İkinci alınan bilirkişi raporunda ise; davalı …Ş. Dava konusu dönem 30.10.2015 – 30.11.2015 tarihleri arasında kısmi yetkili aracı kurum lisansı kapsamında yetkili olduğu tespit edildiğini, davacının hesabında zarara neden olan Emirlerin Elektronik İşlem Platformu Müşteri Uygulaması ve Android işletim sistemli cihaz aracılığı ile şikayette konu emirler dışında da sisteme bağlanma, emir oluşturma, emir güncelleme gibi işlemlerin yapıldığı IP adres üzerinden gerçekleştirildiğini, şikayete konu emirlerin girildiği IP adresinin … A.Ş. Ait IP adresinden farklı olduğunu, şikayet konu emirler dışında IP adresi üzerinden yapılan işlemlerin şikayete konu emirler öncesi ve sonrası dönemi kapsadığını, bu zararın piyasa şartlarından kaynaklandığını, kapanış emirlerinin verildiği IP adresini daha önce işlem yaptığı IP adresiyle aynı olduğunu, bu kapanın emirlerinin … A.Ş: kullandığı IP adresiyle çıkışmadığını, işbu dava dosyasında davacı tarafından yapılan ve itiraz edilmeyen işlemlerin IP numaraları ile davacı tarafından yapılmadığı iddia edilen ve itiraz edilen işlemlerin SPK tarafından aynı IP numaraları olduğu ve finansal işlemleri istemcinin bilgisayar ya da mobil sürümden aynı IP adresi ile yapılması sebebiyle IP numarasının delil olarak kabul edilebileceğini, bu durumda davacı ile davalının 15.09.2015 tarihinde yaptığı sözleşmenin ilgili maddeleri gereği davacının zararının davalı tarafından karşılanması yönünde bir yükümlülüğünün bulunmadığını, davalı şirket …A.Ş: dava konusu dönem 30.10.2015 – 20.11.2015 tarihleri arasında kısmi yetkili aracı kurum lisansı kapsamında yetkili olduğunu, bu durumda davacının davalıdan herhangi bir hak alacağının olmadığını belirtmiştir.

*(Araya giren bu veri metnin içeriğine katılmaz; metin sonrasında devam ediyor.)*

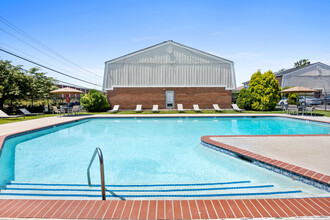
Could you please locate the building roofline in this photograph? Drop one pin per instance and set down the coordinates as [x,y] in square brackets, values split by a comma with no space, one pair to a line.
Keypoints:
[167,42]
[291,70]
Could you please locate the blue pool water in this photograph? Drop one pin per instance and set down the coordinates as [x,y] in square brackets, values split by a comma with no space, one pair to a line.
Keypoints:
[145,151]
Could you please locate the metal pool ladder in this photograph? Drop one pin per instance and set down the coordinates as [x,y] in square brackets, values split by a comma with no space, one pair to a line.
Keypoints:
[99,152]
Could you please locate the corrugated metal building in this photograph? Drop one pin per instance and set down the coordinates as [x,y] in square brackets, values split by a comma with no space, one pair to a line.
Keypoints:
[314,76]
[167,74]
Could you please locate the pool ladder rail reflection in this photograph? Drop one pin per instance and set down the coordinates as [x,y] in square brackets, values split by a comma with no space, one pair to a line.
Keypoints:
[99,153]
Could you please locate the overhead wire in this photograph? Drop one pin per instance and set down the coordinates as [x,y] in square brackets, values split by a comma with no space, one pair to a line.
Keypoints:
[38,59]
[65,74]
[13,27]
[35,48]
[60,81]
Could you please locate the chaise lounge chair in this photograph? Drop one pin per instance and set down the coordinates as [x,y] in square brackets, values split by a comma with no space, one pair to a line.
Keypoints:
[310,109]
[58,111]
[196,108]
[292,108]
[27,113]
[138,108]
[75,109]
[236,108]
[4,115]
[155,108]
[180,108]
[115,109]
[217,108]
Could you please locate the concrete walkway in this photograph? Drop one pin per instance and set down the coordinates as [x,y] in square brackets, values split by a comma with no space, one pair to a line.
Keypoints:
[21,126]
[310,152]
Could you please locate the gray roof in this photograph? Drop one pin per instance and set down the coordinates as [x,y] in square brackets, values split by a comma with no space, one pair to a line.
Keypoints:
[284,72]
[165,42]
[281,73]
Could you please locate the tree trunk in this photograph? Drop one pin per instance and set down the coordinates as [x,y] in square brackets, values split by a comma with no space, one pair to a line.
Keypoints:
[2,101]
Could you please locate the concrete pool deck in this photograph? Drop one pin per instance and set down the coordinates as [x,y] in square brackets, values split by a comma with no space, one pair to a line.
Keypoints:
[169,209]
[298,150]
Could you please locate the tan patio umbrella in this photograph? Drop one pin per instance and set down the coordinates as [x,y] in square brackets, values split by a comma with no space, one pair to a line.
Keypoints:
[66,91]
[298,89]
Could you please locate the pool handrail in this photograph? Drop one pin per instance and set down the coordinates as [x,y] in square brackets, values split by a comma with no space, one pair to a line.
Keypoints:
[99,152]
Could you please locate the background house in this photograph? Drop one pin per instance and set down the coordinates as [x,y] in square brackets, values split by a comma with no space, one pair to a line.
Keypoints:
[167,74]
[314,76]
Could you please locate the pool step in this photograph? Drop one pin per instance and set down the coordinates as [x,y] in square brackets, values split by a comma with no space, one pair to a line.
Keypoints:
[157,191]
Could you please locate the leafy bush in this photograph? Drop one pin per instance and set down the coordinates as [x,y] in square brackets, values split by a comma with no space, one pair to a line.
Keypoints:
[234,96]
[244,99]
[292,97]
[94,101]
[264,91]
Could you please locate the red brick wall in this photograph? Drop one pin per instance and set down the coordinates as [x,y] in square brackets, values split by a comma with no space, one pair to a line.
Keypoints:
[205,97]
[279,80]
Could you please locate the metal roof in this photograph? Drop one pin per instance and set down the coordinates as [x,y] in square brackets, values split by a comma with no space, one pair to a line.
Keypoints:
[168,42]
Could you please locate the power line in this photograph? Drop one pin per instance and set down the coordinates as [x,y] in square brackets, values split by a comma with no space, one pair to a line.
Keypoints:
[12,26]
[49,68]
[42,51]
[77,86]
[32,56]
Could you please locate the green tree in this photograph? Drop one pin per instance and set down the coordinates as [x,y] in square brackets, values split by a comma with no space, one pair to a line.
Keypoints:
[12,82]
[302,62]
[95,101]
[291,97]
[244,100]
[264,90]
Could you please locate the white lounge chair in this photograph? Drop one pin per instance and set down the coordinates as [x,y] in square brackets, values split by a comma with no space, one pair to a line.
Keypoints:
[310,109]
[27,113]
[115,109]
[196,108]
[58,111]
[180,108]
[75,109]
[217,108]
[138,108]
[236,108]
[4,115]
[292,108]
[155,108]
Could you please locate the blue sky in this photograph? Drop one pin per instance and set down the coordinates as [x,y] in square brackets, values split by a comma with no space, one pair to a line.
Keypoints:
[266,35]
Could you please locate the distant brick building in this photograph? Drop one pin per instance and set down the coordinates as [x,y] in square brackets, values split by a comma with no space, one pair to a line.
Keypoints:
[314,76]
[167,74]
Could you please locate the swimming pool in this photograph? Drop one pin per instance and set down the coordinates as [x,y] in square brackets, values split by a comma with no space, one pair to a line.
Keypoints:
[146,151]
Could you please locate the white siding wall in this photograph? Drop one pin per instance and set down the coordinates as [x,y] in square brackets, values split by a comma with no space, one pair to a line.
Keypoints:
[168,65]
[314,77]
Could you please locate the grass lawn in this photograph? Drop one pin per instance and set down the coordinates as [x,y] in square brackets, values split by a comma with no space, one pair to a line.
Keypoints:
[279,111]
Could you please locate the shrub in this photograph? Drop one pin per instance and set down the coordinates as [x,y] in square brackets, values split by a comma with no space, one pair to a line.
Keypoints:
[264,91]
[234,96]
[94,101]
[292,97]
[244,99]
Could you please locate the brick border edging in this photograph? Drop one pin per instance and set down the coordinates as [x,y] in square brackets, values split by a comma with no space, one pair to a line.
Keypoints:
[165,209]
[310,174]
[4,137]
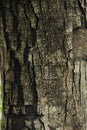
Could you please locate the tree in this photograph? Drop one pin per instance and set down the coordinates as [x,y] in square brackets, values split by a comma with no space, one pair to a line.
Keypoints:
[44,64]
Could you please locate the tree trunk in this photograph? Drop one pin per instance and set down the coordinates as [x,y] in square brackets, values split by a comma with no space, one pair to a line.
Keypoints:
[44,64]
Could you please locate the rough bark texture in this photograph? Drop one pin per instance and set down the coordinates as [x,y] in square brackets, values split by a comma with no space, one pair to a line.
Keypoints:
[44,64]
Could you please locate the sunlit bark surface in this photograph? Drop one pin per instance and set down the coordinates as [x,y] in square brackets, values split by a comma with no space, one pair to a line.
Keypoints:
[43,48]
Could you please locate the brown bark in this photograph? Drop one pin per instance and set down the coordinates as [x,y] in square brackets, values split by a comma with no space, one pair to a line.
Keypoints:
[44,64]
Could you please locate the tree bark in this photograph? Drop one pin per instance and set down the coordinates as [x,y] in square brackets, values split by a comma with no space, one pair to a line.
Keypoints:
[44,64]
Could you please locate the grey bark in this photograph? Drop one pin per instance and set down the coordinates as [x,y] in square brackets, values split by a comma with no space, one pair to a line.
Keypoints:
[44,64]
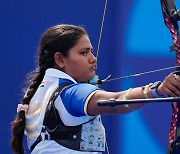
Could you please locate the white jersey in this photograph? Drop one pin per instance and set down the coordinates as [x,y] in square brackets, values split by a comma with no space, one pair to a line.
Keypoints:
[36,112]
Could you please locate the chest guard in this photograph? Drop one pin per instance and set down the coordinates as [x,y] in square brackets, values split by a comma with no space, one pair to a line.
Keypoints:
[88,136]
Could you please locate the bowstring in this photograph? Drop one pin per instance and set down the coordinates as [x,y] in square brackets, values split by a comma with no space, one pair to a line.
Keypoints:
[101,30]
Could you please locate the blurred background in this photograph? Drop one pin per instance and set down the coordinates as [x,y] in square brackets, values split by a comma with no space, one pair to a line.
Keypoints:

Yargıtay … Hukuk Dairesi Esas No : … Karar No : 2016/2426 sayılı ilamında belirtildiği üzere; 6102 sayılı Türk Ticaret Kanunu’nun 6335 sayılı Kanun ile değişik 4. maddesinde ticari davaların; mutlak ticari davalar ve nispi ticari davalar olarak iki gruba ayrıldığı anlaşılmaktadır. Mutlak ticari davalar, tarafların sıfatına veya bir ticari işletme ile ilgili olup olmamasına bakılmaksızın kanun gereği ticari sayılan davalar olup TTK’nun 4/1. maddesinin b, c, d, e, f fıkralarında ve özel kanunlarda düzenlenmiştir. Nispi ticari davalar ise, tarafların tacir sıfatına haiz olduğu ve her iki tarafın da ticari işletmesiyle ilgili uyuşmazlıklardan doğan davalardır. Bir başka ifade ile, bu davalar ya bir ticari işletmeyi ilgilendirmeli ya da iki taraf için de ticari sayılan hususlardan doğmaları halinde ticari dava olarak nitelendirilebilirler.
Yargıtay… Hukuk Dairesi Esas No : …, Karar No : 2018/360 sayılı kararında “6102 sayılı Türk Ticaret Kanunu’nun 4. maddesine göre, bir davanın ticari dava sayılması için uyuşmazlık konusu işin taraflarının her ikisinin birden ticari işletmesiyle ilgili olması ya da tarafların tacir olup olmadıklarına veya işin tarafların ticari işletmesiyle ilgili olup olmamasına bakılmaksızın Türk Ticaret Kanunu veya diğer Kanunlarda o davaya asliye ticaret mahkemesinin bakacağı yönünde düzenleme olmalıdır. Örneğin, ödünç para verme işlemlerine ilişkin uyuşmazlıklar Türk Ticaret Kanunu’nun 4. maddesi uyarınca, iflas davaları ise 2004 sayılı İcra ve İflas Kanunu’nun 154 ve devamı maddeleri hükmünce ticari dava sayılır. Buna karşılık Türk Ticaret Kanunu’nun 4. maddesi uyarınca, tarafların tacir olup olmamasına bakılmaksızın ticari dava sayılan havale, vedia ve fikir ve sanat eserlerine ilişkin uyuşmazlıklardan doğan davalar herhangi bir ticari işletmeyi ilgilendirmiyorsa, ticari dava vasfını kaybedecektir.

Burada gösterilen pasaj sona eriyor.